Poitier and Bogdanovich: The Defiant Ones
The New York Times
Sidney Poitier and Peter Bogdanovich were geniuses of the Hollywood system who, with great success and frustration, worked to transform it in the same era.
Last week, the movies lost two giants — Sidney Poitier and Peter Bogdanovich — who each made history in his own way. Our chief film critics discussed the men, their careers and their legacies.
MANOHLA DARGIS When Poitier and Bogdanovich died last week, you and I talked about how each had helped shape the periods in which they emerged. I’ve been thinking about that ever since. We know their careers briefly overlapped: Bogdanovich directed Poitier in the 1996 TV movie “To Sir, With Love 2,” a sequel to the 1967 film. For the most part, though, they had separate trajectories partly shaped by race, personal choices and what was happening both in the country and the industry.

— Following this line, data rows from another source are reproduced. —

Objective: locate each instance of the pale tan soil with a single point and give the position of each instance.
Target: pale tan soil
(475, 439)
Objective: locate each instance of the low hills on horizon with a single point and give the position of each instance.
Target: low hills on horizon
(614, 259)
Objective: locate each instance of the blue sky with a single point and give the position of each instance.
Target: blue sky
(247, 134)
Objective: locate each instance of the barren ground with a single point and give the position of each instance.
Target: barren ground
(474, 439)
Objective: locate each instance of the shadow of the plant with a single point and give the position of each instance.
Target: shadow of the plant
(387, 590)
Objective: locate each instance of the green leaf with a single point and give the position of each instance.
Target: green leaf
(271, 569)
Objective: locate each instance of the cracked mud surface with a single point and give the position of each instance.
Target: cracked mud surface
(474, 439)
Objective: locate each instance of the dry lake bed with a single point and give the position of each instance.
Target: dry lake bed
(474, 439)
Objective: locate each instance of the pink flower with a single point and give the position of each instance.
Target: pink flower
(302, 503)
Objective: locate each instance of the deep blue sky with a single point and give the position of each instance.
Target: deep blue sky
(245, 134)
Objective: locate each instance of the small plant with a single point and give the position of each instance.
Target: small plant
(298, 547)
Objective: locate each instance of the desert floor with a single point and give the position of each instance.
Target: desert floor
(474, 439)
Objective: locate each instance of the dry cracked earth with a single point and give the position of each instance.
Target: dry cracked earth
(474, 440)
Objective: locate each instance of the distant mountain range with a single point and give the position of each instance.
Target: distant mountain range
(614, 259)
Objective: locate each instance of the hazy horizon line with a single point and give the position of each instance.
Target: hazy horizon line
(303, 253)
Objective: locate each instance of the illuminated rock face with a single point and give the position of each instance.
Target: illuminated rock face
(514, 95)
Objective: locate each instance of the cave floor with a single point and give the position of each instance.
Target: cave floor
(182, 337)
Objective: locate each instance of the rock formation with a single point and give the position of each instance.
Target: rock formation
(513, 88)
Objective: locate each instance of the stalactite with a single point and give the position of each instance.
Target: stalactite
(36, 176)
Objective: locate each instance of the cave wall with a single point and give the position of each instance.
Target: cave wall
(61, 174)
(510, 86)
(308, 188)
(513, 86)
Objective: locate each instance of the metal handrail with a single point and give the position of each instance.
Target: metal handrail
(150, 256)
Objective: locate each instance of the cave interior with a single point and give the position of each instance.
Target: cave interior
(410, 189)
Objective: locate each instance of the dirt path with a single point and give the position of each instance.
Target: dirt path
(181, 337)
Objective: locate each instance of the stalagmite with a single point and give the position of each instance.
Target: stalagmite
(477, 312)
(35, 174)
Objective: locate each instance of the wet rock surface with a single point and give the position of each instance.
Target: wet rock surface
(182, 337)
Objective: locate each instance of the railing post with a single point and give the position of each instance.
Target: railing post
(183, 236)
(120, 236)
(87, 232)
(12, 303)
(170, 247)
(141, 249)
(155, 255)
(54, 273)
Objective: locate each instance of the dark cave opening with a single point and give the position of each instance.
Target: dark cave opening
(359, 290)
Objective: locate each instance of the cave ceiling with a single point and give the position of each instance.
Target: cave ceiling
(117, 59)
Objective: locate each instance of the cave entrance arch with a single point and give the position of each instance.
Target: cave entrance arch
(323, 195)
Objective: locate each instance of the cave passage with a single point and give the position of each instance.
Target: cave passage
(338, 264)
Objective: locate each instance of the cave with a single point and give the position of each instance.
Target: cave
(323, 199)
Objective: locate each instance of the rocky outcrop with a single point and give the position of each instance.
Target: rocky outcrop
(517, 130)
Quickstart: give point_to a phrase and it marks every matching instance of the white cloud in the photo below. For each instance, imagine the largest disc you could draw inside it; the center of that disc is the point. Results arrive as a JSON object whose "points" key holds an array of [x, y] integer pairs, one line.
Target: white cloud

It’s fascinating to trace the arcs of these separate paths. Poitier’s begins first and his big big-studio break, the 1950 drama “No Way Out.” He was working in Jim Crow Hollywood that he would later help overturn, but it took so long. In some ways, the pressures and contradictions he faced came to a head at the end of the decade first with the release of “The Defiant Ones” in 1958, in which he has equal billing with Tony Curtis. A year later, though, Poitier is on his knees playing Porgy in “Porgy and Bess,” a role that he’d rejected but was effectively forced into taking.